La route qui mène à Kibuka s'accroche à flanc de montagne, un ruban sinueux de gravier et d'argile rouge qui traverse des forêts brumeuses. Il n'y a pas de glissières de sécurité, juste des pentes abruptes dans une mer de verdure. De temps à autre, un vieux pick-up ou une moto émerge du brouillard, descendant prudemment du village situé au-dessus.
Alors que la route franchit la dernière crête, Kibuka apparaît : un flanc de colline escarpé parsemé de personnes se déplaçant lentement parmi des rangées de plants de haricots.
Au coeur de cette activité se trouve Molissia Mbiki, 38 ans, agricultrice déterminée et dirigeante de la coopérative des femmes de Kibuka. Elle avance avec une autorité tranquille, inspectant chaque plante et appliquant un insecticide naturel pour éloigner les parasites.
Pendant des années, Molissia et les autres membres de sa coopérative ont dû relever des défis persistants : faibles rendements, ravageurs destructeurs, tels que le foreur de gousses de légumineuses et les chenilles, et la pénible descente de la montagne pour atteindre des marchés éloignés.
« Vous avez vu à quel point il est difficile d'arriver jusqu'ici, soupire Molissia. Nous pouvions à peine produire de quoi vendre, sans parler de rembourser nos prêts. Et les frais de transport ? Ils ont failli nous ruiner. »
La situation a commencé à changer il y a un an, lorsque la coopérative a rejoint MVIWATA (Mtandao wa Vikundi vya Wakulima Tanzania), un réseau national qui rassemble les petits exploitants agricoles tanzaniens afin de renforcer leur voix et améliorer leurs moyens de subsistance. Grâce au projet de transformation des systèmes alimentaires Baridi Sokoni, financé par le Programme mondial pour l'agriculture et la sécurité alimentaire (GAFSP) et supervisé par la Banque africaine de développement, les femmes de Kibuka ont reçu une formation pratique en agriculture durable : espacement des cultures, lutte contre les parasites, compostage et enrichissement des sols avec des matières organiques.
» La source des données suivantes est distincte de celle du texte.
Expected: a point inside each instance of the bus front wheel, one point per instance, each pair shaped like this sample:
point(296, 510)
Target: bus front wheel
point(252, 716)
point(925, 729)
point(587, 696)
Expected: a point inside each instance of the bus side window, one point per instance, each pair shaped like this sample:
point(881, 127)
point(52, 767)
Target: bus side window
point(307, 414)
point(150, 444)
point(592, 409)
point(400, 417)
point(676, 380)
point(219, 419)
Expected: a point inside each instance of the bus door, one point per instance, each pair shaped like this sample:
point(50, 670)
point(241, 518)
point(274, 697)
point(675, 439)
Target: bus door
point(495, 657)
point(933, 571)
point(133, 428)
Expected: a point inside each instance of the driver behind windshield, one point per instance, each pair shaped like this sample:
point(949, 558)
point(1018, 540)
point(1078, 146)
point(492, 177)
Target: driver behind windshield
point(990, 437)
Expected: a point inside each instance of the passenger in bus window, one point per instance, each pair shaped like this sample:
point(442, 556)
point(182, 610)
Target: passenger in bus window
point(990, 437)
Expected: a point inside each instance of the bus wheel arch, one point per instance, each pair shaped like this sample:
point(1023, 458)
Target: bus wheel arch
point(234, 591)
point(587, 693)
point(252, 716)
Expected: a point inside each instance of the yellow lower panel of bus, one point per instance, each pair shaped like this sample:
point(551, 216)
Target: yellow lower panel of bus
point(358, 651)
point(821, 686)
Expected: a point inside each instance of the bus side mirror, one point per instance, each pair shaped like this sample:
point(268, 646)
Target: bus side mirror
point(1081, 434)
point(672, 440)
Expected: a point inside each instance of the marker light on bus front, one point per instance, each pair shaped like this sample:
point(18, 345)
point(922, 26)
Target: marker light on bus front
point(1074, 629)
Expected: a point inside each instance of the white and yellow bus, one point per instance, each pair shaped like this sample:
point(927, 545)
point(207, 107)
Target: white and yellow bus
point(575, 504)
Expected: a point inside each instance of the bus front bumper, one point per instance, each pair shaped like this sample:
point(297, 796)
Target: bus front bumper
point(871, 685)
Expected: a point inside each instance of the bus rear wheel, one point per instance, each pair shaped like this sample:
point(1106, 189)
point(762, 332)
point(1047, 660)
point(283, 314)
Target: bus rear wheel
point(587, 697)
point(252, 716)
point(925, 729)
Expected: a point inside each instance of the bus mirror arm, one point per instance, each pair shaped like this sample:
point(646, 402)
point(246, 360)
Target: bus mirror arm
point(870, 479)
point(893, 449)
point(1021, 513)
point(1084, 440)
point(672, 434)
Mais le changement ne s'est pas arrêté à la ferme. Dans le district de Mvomero, où se trouve Kibuka, MVIWATA a également réhabilité le marché local, facilitant ainsi l'accès des commerçants aux zones de production reculées.
Ce travail s'inscrit dans un effort plus large visant à renforcer les chaînes de valeur horticoles, créant de nouvelles opportunités pour les femmes et les jeunes tout en augmentant les revenus locaux.
« Ce dont nous sommes témoins à Kibuka n'est pas seulement une amélioration des rendements : c'est un formidable exemple de résilience, de leadership et d'innovation locale », explique Philip Boahen, coordinateur du Programme mondial pour l'agriculture et la sécurité alimentaire (GAFSP) à la Banque africaine de développement.
« Lorsque des agricultrices comme Molissia bénéficient des bons outils et des opportunités adéquates, elles ne se contentent pas de transformer leur exploitation, elles transforment des communautés entières. C'est pour produire ce type d'impact que le GAFSP a été créé », poursuit-il.
Pour Molissia, cet impact est personnel et profondément significatif.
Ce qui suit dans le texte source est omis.